Ketua Umum AJI, Sasmito mengatakan jika aksi rencananya akan terus dilakukan hingga Rabu (7/12/2022) di puluhan kota lain yang terdapat anggota AJI.

AJI masih menemukan 17 pasal bermasalah dalam draf RKUHP versi 30 November 2022 yang berpotensi mengkriminalisasi jurnalis dan mengancam kebebasan pers, kemerdekaan berpendapat dan berekspresi.

“Salah satunya yakni pasal 188 yang mengatur tentang tindak pidana penyebaran atau pengembangan ajaran Komunisme/Marxisme-Leninisme,” katanya.

Selain itu, AJI menilai pembahasan RKUHP tidak transparan dan tidak memberikan ruang kepada publik untuk dapat berpartisipasi secara bermakna. Pemerintah dan DPR belum pernah menjelaskan pertimbangan-pertimbangan yang diambil terkait masukan-masukan dari publik, termasuk komunitas pers.
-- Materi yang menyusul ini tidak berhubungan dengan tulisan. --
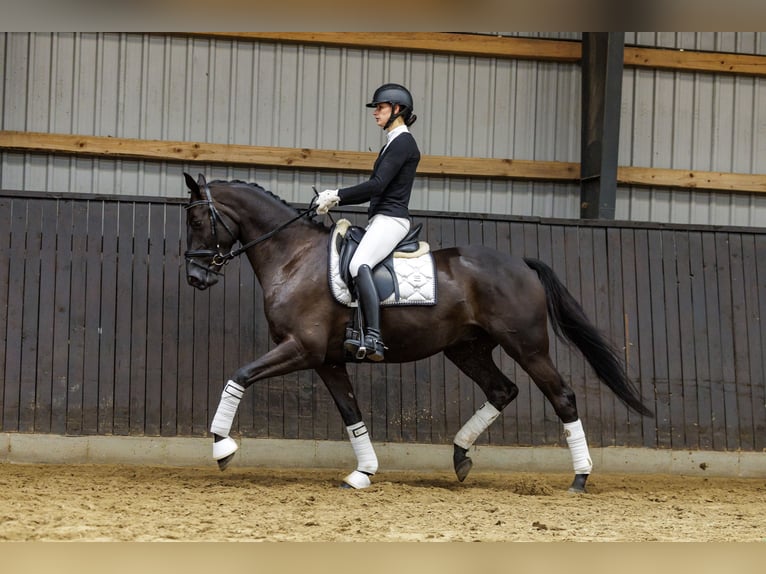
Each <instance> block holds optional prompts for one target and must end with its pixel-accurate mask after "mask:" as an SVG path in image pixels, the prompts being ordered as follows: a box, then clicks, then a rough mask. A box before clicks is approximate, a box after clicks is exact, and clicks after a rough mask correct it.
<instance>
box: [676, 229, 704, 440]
mask: <svg viewBox="0 0 766 574" xmlns="http://www.w3.org/2000/svg"><path fill="white" fill-rule="evenodd" d="M674 236H675V242H676V270H677V280H678V284H677V285H678V318H679V333H678V336H679V343H680V344H679V349H680V355H681V356H680V369H681V378H680V380H679V381H678V382H677V384H678V389H677V390H676V391H675V395H676V396H675V397H674V399H675V401H677V403H678V408H679V410H680V411H681V414H682V416H683V418H682V419H681V420H680V421H679V422H678V423H677V424H679V426H680V425H681V424H682V425H683V436H684V440H683V446H682V447H681V448H699V423H698V421H697V397H696V394H695V393H693V392H691V388H693V387H694V385H695V383H696V381H697V369H696V358H695V348H694V340H695V337H696V336H697V335H696V332H695V328H694V302H693V291H692V270H691V257H692V255H691V249H692V247H691V241H690V237H689V233H686V232H681V231H678V232H676V233H675V234H674Z"/></svg>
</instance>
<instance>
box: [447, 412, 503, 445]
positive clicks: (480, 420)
mask: <svg viewBox="0 0 766 574" xmlns="http://www.w3.org/2000/svg"><path fill="white" fill-rule="evenodd" d="M499 415H500V411H499V410H497V409H496V408H495V407H493V406H492V404H490V402H489V401H487V402H486V403H484V404H483V405H481V406H480V407H479V408H478V410H477V411H476V412H475V413H474V414H473V416H472V417H471V418H470V419H468V422H467V423H465V424H464V425H463V427H462V428H461V429H460V430H459V431H457V434H456V435H455V444H456V445H458V446H459V447H462V448H465V449H469V448H471V446H472V445H473V443H474V442H476V439H477V438H479V435H480V434H481V433H483V432H484V431H485V430H487V428H488V427H489V425H491V424H492V423H493V422H494V420H495V419H496V418H497V417H498V416H499Z"/></svg>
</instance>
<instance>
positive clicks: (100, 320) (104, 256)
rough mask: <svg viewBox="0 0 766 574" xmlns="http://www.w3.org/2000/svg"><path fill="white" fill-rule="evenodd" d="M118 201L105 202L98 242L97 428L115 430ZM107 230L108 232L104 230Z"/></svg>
mask: <svg viewBox="0 0 766 574" xmlns="http://www.w3.org/2000/svg"><path fill="white" fill-rule="evenodd" d="M119 214H120V205H119V203H117V202H107V203H105V204H104V213H103V220H104V224H103V225H104V230H105V233H104V235H103V241H102V243H101V251H102V260H101V297H100V299H101V309H100V325H101V333H102V336H101V344H100V345H99V350H98V359H99V367H98V371H99V374H98V432H99V434H113V433H114V393H115V382H116V371H115V368H116V362H115V357H116V353H117V344H118V342H117V337H116V334H117V300H118V292H119V291H120V288H119V283H118V276H117V265H118V263H117V260H118V257H117V255H118V241H119V236H118V233H117V230H119ZM107 231H108V232H107Z"/></svg>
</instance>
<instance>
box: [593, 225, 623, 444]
mask: <svg viewBox="0 0 766 574" xmlns="http://www.w3.org/2000/svg"><path fill="white" fill-rule="evenodd" d="M594 248H595V249H596V255H595V256H594V261H595V262H596V281H597V282H598V283H602V284H604V287H605V289H606V293H605V294H604V296H603V298H601V297H600V298H599V300H597V301H596V317H597V321H598V323H597V324H598V325H601V329H602V331H603V332H604V334H605V335H606V336H607V340H608V341H609V344H610V345H612V346H613V347H614V348H615V350H616V351H617V352H618V353H620V361H622V362H623V363H624V360H625V345H626V341H625V319H624V307H623V288H622V258H623V254H622V244H621V242H620V230H619V229H616V228H604V229H599V233H598V234H594ZM600 278H606V280H603V279H601V280H599V279H600ZM597 289H598V293H599V294H600V293H601V289H599V288H597ZM601 416H602V417H603V419H604V421H605V424H604V425H603V427H602V437H603V440H604V441H605V442H603V443H602V446H606V445H607V444H611V445H615V446H616V445H620V444H625V442H627V436H628V435H627V433H628V421H629V415H628V409H627V408H626V407H625V406H623V405H622V403H620V402H619V401H618V399H617V397H616V396H615V394H614V393H612V392H611V391H609V390H608V389H607V387H606V386H605V385H604V384H603V383H602V385H601ZM606 441H609V442H606Z"/></svg>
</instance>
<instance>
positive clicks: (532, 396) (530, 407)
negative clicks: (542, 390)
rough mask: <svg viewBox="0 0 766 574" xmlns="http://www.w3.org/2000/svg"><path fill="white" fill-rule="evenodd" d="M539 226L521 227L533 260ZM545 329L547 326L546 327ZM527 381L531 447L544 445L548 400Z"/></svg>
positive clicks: (545, 437) (537, 225) (533, 225)
mask: <svg viewBox="0 0 766 574" xmlns="http://www.w3.org/2000/svg"><path fill="white" fill-rule="evenodd" d="M538 232H539V226H538V224H537V223H525V224H524V226H523V234H524V256H525V257H531V258H533V259H540V247H539V244H538V241H539V238H538ZM546 327H547V326H546ZM526 378H527V380H528V381H529V386H530V391H529V423H530V428H529V432H530V439H531V443H532V444H533V445H545V444H548V443H547V437H546V432H545V416H546V412H545V411H546V406H547V405H548V399H546V398H545V395H544V394H543V393H542V392H541V391H540V389H539V388H538V387H537V384H535V383H534V381H532V378H531V377H529V376H528V375H526Z"/></svg>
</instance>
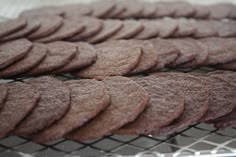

“DPR dan pemerintah harus menunda pengesahan RKUHP karena akan memberangus kebebasan pers dan demokrasi di Indonesia. AJI akan terus bersuara sampai pasal-pasal bermasalah dihapus,” kata Ketua AJI dalam aksi bersama yang disiarkan secara virtual.

Sementara itu, Anggota Dewan Pers, Dr Ninik Rahayu mengatakan rencana pengesahan RKUHP oleh DPR, merupakan ancaman bagi kemerdekaan pers, karena banyaknya pasal yang bermasalah. Menurutnya pengaturan pidana Pers dalam RKUHP, menciderai regulasi yang sudah diatur dalam UU No 40 Tahun 1999 tentang Pers.

“Sehingga upaya kriminalisasi dalam RKUHP, tidak sejalan dengan apa yang diatur dalam UU Pers. Karena unsur penting berdemokrasi, dengan kemerdekaan berbicara, kemerdekaan berpendapat serta kemerdekaan pers. Karena itu mewujudkan kedaulatan rakyat,” kata Ninik.

Ia menegaskan dalam kehidupan yang demokratis, kemerdekaan menyampaikan pikiran dan pendapat sesuai dengan hati nurani dan hak memperoleh informasi, merupakan hak asasi manusia yang sangat hakiki.

“Dewan Pers telah sampaikan kepada presiden bahwa RKUHP masih bermuatan membatasi kemerdekaan pers, dan berpotensi mengkriminalisasi karya jurnalistik,” katanya.

Lanjut, kemerdekaan pers dan berpendapat seharusnya tercermin dalam RKUHP yang baru. Karena kemerdekaan pers menjadi unsur penting menciptakan kehidupan bermasyarakat yang demokratis.